Current interface prototyping tools address common arena of desktop computers where the interface paradigm has been stable for so many years. Nowadays, we have a large diversity of computerized devices to interact with. Ubiquitous computing brings new opportunities to architectures similar to the one exposed by embedding rich audio applications in such devices: For instance, adding voice transformation on cellular phones. But those devices imposes new requirements to the interface building and old tools for interface prototyping are becoming obsoleted.
For example, on new devices we can not assume a keyboard and a pointer as input devices, cellular phones just have a numeric keypad and they have input, some devices have no keyboard, and just have a pointer, other provide their custom buttons... Display capabilities may changes and also, we should cope with processing and audio input/output limitations.
Such diversity of devices is a new challenge for interface prototyping, but also for audio processing prototyping. The architecture already provides audio back-end abstraction but there is no way of abstracting the interface for the device input/output capabilities.
Being such devices a commodity, one interesting research area could be to define a device prototyping tool where all, software and hardware interface and the audio processing core can be designed.

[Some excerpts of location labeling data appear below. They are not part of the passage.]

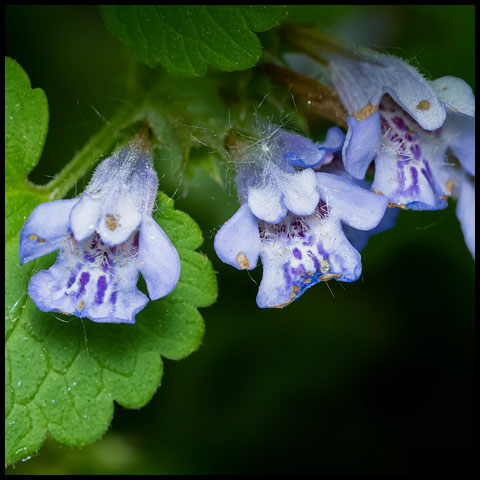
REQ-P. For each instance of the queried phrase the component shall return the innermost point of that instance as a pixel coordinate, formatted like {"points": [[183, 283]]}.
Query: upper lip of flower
{"points": [[327, 254], [268, 181], [105, 237]]}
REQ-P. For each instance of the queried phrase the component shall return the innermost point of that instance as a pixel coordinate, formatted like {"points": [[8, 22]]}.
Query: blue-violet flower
{"points": [[105, 238], [299, 247]]}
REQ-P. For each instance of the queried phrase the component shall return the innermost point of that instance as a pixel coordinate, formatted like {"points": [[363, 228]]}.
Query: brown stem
{"points": [[312, 96]]}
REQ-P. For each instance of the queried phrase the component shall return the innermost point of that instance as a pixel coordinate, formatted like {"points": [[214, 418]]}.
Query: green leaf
{"points": [[185, 38], [63, 374], [26, 123]]}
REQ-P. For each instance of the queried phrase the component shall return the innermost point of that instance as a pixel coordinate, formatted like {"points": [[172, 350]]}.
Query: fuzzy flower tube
{"points": [[295, 224], [409, 126], [105, 239]]}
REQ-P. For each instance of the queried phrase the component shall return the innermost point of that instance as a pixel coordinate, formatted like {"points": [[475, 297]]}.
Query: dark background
{"points": [[375, 377]]}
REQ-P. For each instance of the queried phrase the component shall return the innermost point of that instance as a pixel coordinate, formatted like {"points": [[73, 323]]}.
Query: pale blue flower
{"points": [[105, 239]]}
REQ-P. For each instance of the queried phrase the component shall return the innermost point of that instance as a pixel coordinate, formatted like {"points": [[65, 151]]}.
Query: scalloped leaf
{"points": [[186, 38], [62, 374]]}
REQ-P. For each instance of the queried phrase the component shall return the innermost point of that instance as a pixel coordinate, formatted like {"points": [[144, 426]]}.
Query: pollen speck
{"points": [[449, 185], [242, 261], [423, 105], [111, 222], [324, 266], [367, 111]]}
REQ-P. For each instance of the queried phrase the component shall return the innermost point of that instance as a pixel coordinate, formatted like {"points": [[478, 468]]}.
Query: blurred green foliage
{"points": [[374, 377]]}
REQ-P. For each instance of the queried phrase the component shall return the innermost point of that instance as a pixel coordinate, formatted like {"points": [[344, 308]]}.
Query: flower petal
{"points": [[300, 151], [466, 212], [238, 242], [45, 228], [90, 279], [85, 216], [119, 220], [366, 80], [456, 94], [458, 132], [265, 202], [300, 252], [158, 259], [300, 192], [361, 144], [350, 203]]}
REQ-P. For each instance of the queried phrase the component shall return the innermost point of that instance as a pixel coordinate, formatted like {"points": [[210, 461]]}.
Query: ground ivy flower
{"points": [[268, 180], [410, 126], [406, 123], [300, 250], [105, 239]]}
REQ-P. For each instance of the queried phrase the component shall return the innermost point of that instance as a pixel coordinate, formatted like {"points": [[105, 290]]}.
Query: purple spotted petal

This research have demonstrated how the development process of audio applications can be fastened by providing visual means to construct them. We have focused on a reduced but very common subset of audio applications offering an architecture that joins two existing technologies: data-flow visual languages and graphical interface builders. Exercising such architecture addressing different problems has also provided useful insight for future research on extending visual prototyping beyond its current limits.